Мы дошли до плодового сада, возле которого росло несколько орешин.
— Здесь посидим, — остановил меня дед Мирю, — отсюда начнем охоту, когда совсем рассветет, — и он обвел рукой широкое плато, расстилавшееся перед нами. Плато было покрыто жнивьем, некошеными овсами и кукурузой. — Тут самые перепелиные места. Слышишь, как самцы мяукают? Они кричат по утрам и по вечерам, — добавил дед Мирю, сворачивая цигарку. Как и большинство бедняков в то время, дед Мирю курил самосад, скручивая цигарки из тонкой бумаги или из газеты.
Действительно, кругом раздавались перепелиные голоса. Я давно уже знал их бой, но никогда до тех пор не слышал, как он начинается. Прежде чем начать собственно бой, перепел кричит что-то вроде «мармаро, мармаро», что в какой-то степени напоминает мяуканье. Сейчас это «мармаро» слышалось со всех сторон и так громко, как будто перепела были совсем близко. Посреди воркованья горлиц, свиста иволг и щебетанья уже проснувшихся мелких пичужек крик перепелов звучал резко и как-то странно. Зымка вслушивалась, наставив уши, и посматривала на хозяина, словно спрашивая его: «Слышишь? Чего же ты ждешь?»
Вдруг в ореховой листве над нами послышался неприятный хохот. Кто-то бесстыдно рассмеялся. Зымка повернула голову и уставилась в ту сторону. Я тоже невольно вздрогнул. Только старик сидел спокойно, будто ничего не слышал. Снова раздался хохот, еще более продолжительный, словно кого-то щекотали.
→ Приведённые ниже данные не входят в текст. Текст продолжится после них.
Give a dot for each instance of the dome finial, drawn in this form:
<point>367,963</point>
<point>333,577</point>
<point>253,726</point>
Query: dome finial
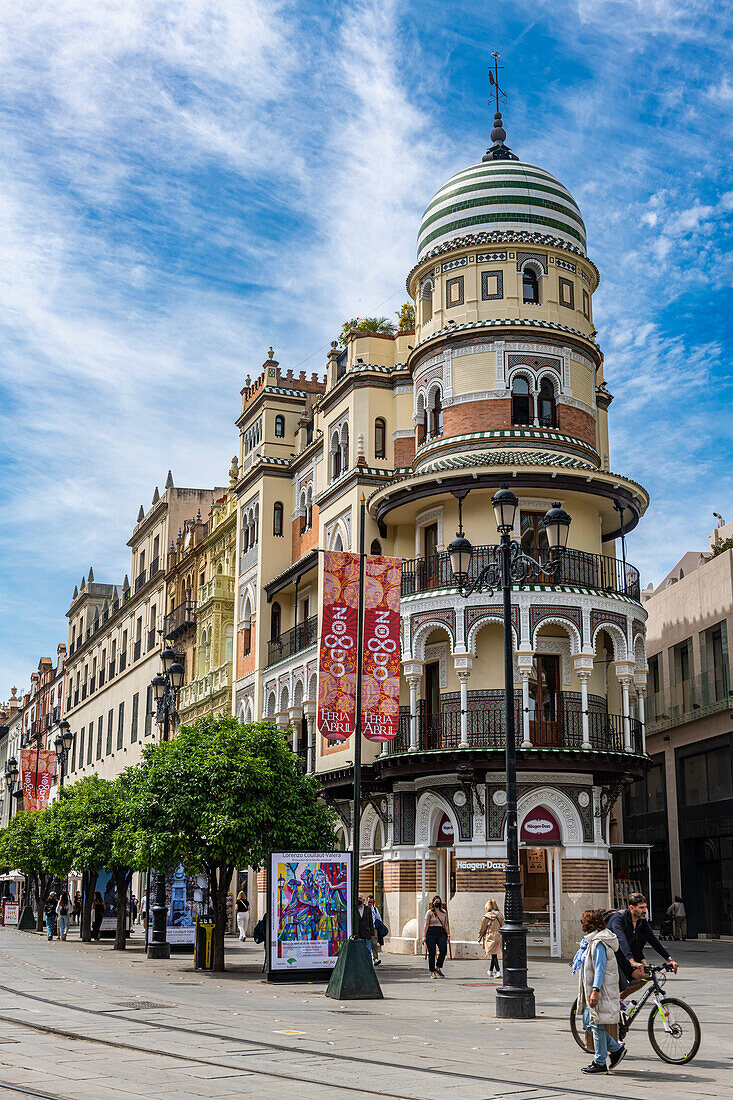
<point>499,151</point>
— Дедушка Мирю, что это? Там что, люди? — спросил я.
Старик улыбнулся и послюнявил цигарку.
— Подожди — увидишь, — сказал он.
В листве орешины снова кто-то захохотал. Раз, другой, и вдруг хохот перешел в несколько быстрых: «Ку-ку! ку-ку! ку-ку! ку-ку!».
Это была кукушка. Она просыпалась. Наверное, она хорошо провела ночь в широколистых ветвях орешины и теперь смеялась, словно ведьма, которой приснился веселый сон.
— Нагадала себе что-нибудь хорошее, — сказал дед Мирю. — Не жизнь у нее, а малина. О птенцах заботиться не надо, их другие кормят. Снесет яйцо, возьмет его в клюв и положит в гнездо какой-нибудь пичуги. Если кукушку вывела, скажем, горихвостка, эта кукушка и сама будет нести такие же яйца, как у горихвостки, и подкладывать их горихвостке в гнездо. Если ее высидела мухоловка, она кладет яйца в гнездо мухоловки. У каждой кукушки свои, можно сказать, няньки, свои помощницы, — заключил старик.
Через минуту из ореховой листвы вылетела серая птица, похожая на небольшого ястреба, пронеслась над садом и скрылась среди яблонь и сливовых деревьев. Оттуда донесся испуганный писк.
— Синицы трещат, — сказал дед. — Они ее люто ненавидят за все ее пакости — Ну, пошли, уже совсем рассвело, — добавил он оживленно и зарядил ружье.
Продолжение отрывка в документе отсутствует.